デビュー曲がいきなりYouTubeで世界1位。「Number_i」と「TOBE」の無限の可能性。
1月1日にデビュー曲の配信を開始した「Number_i」が、素晴らしい快挙を成し遂げているのをご存じでしょうか。
その快挙を成し遂げた新曲のタイトルは「GOAT」。
「Greatest Of All Time」のスラングで「史上最高」という意味のある言葉なのですが、その名に恥じない凄いMVになっています。
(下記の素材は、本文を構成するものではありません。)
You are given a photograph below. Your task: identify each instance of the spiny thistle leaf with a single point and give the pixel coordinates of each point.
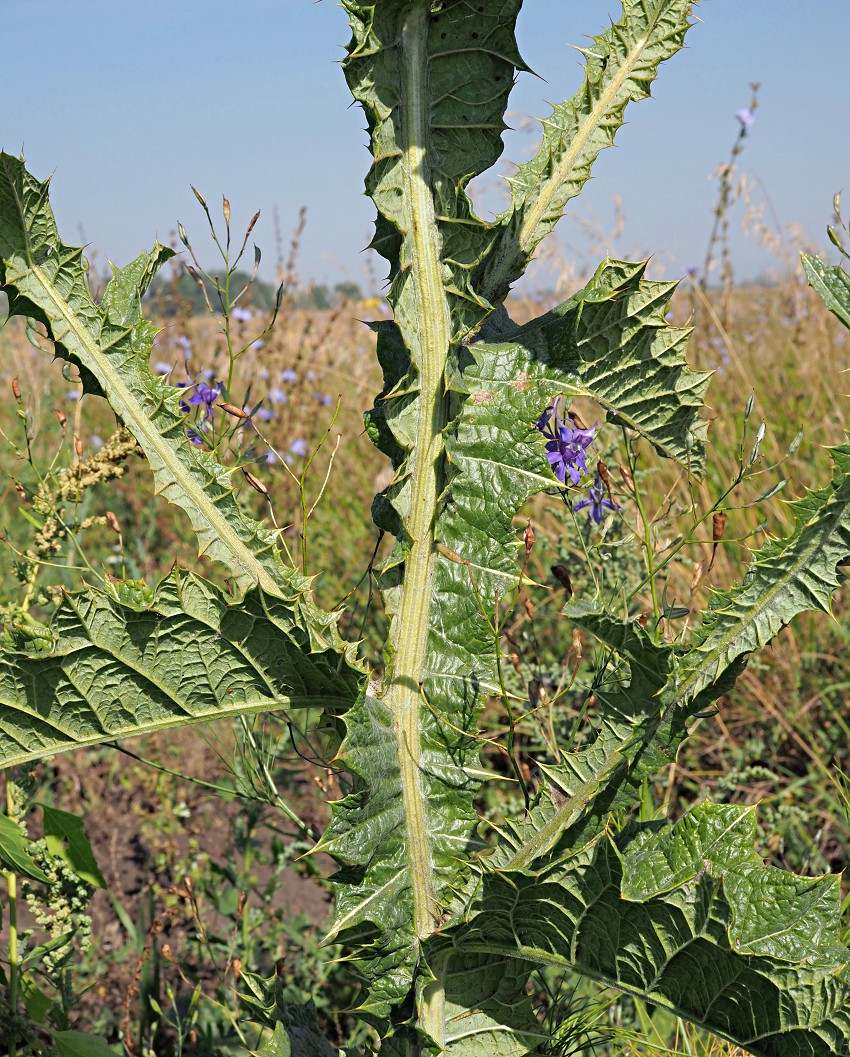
(111, 344)
(611, 342)
(686, 918)
(621, 66)
(784, 577)
(435, 124)
(117, 668)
「Number_i」は、元「King&Prince」のメンバーである平野紫耀さん、神宮寺勇太さん、岸優太さんの3人が、滝沢秀明さんが立ち上げた新会社「TOBE」に移籍して結成された新グループですので、普通のデビュー曲とは位置づけが違う面はあります。
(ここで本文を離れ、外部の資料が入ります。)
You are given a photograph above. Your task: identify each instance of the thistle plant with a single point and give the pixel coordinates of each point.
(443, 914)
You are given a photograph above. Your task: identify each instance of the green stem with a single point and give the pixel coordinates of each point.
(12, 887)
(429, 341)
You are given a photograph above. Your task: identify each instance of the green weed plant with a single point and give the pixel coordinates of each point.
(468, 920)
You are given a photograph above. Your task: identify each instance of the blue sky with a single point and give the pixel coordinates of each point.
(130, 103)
ただ「GOAT」は、従来のいわゆるアイドルグループとは一線を画した本気のラップとダンスをメインにした楽曲になっており、ある意味、世界に向けた3人のデビュー曲と呼ぶのにふさわしい曲と言えます。
3日で1000万再生を達成し、YouTubeの世界1位に
実際、1月1日に配信を開始した「GOAT」は、その中毒性の高い楽曲と完成度の高いMVのインパクトもあり、YouTubeの動画が公開から3日で1000万再生を突破。
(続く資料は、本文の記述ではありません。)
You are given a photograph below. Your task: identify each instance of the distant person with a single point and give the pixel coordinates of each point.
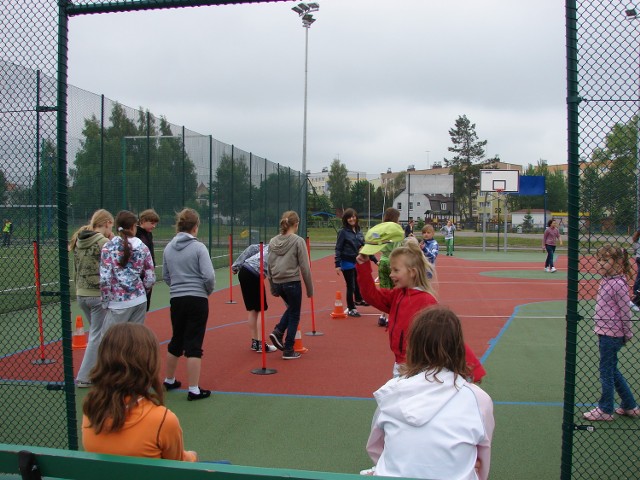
(7, 230)
(430, 422)
(549, 239)
(124, 412)
(147, 222)
(247, 267)
(384, 268)
(429, 245)
(350, 240)
(288, 261)
(449, 234)
(408, 229)
(86, 246)
(614, 327)
(188, 272)
(125, 261)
参考:「Number_i」デビューシングル「GOAT」配信3日で1000万回再生突破!世界トレンド1位
これは日本の男性アーティストのデビューシングルとしては史上最速の記録になるようですが、話はそこで終わらず、1月3日のYouTubeのMVのデイリーランキングで、なんと日本だけでなくグローバルでも1位を獲得する快挙を成し遂げたのです。
さすがに1月4日のランキングでは16位になったようですが、「GOAT」は他にもiTunesやSpotifyの急上昇チャートなど、日本の様々なチャートでも1位を獲得しており、素晴らしいスタートダッシュを切っていると言えます。
こうした快挙の背景には、TOBEが昨年9月にファンのSNSへの画像や動画の投稿を明確に許容するガイドラインを公開し、ファンが様々な形で楽曲の拡散に貢献できるようになったことなども大きく貢献しているようです。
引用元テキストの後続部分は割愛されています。